Memory Leak when training PPO on a single agent environment

How severe does this issue affect your experience of using Ray?

  • High: It blocks me to complete my task.

I have actually been stuck on this memory leak for a while. I was originally using ray tune to setup and run my simple experiment. After hundreds of thousands of training iterations, the program would error out with an error telling me I ran out of memory.
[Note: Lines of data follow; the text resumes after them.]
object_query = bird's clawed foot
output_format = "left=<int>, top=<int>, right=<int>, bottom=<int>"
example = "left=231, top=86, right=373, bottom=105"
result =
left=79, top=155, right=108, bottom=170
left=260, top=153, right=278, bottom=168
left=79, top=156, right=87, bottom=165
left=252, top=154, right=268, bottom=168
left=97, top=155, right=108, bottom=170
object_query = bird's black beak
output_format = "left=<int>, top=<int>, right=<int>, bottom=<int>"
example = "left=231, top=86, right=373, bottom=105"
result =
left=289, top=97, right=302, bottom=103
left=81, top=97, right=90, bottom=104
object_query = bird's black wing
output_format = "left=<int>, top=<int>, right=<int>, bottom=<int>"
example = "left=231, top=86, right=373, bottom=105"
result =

I tried configuring the program to use different number of workers, configuring the program to work with and without my gpu, and testing the environment itself for memory leaks ( external to ray ).

Because I couldn’t prevent the program from running out of space and I wasn’t at the point where I wanted to tune my algorithm, I changed my program to configure the algorithm directly with PPOConfig. I configured my PPO algorithm to use the MemoryTrackingCallback. I started off with testing only tens of iterations with a gpu and 6 workers. The memory leak persisted, so I tried using only a single worker without a gpu. I noticed that when using a single worker that I wasn’t running out of space on a short test of a couple hundred iterations. However, after that test was successful, I tried 2 workers with no gpu and the RAM usage percentage started to click up pretty quickly.

I went through the data from the custom metrics of the MemoryTrackingCallback and here are some graphs that show which things were ticking up with the RAM usage percentage.

ram_util_percent
tracemalloc_worker_data_mean
tracemalloc_worker_rss_mean
tracemalloc_worker_vms_mean

I am not really sure what to do next. I have been stuck with this memory leak for a while now. I have read multiple threads here and on stackoverflow. I have read through the documentation and the source code. I’m stuck.

I think it is important to note that I am running this training program in a docker container as I did read somewhere that linux cgroups could be causing this problem.

I SHOULD ALSO NOTE THAT I AM USING python3.7 and ray[rllib]==2.0.1.

Hi @MrDracoG,

Here is a callback I use to help me track down memory leaks. I wrote and used this a while ago so you may need to update the method signature if it has changed.

You can tune how many objects to report on by changing the 50 to a suitable number.

sorted_object_count[:50]
 import gc
 
 class PythonObjectTrackingCallbacks(DefaultCallbacks):
     def __init__(self):
         super().__init__()
 
     def on_episode_end(
             self,
             *,
             worker,
             base_env,
             policies,
             episode,
             env_index=None,
             **kwargs):
         object_count = defaultdict(
             int)
         for obj in gc.get_objects():
             object_count[str(type(obj))] += 1
 
         sorted_object_count = sorted(object_count.items(), key=lambda item: item[1], reverse=True)
         for stat in sorted_object_count[:50]:
             obj_type = stat[0]
             obj_count = stat[1]
             episode.custom_metrics[f"gcobjects/{obj_type}/count"] = obj_count
3 Likes

Thanks for this cool code @mannyv !

I SHOULD ALSO NOTE THAT I AM USING python3.7 and ray[rllib]==2.0.1.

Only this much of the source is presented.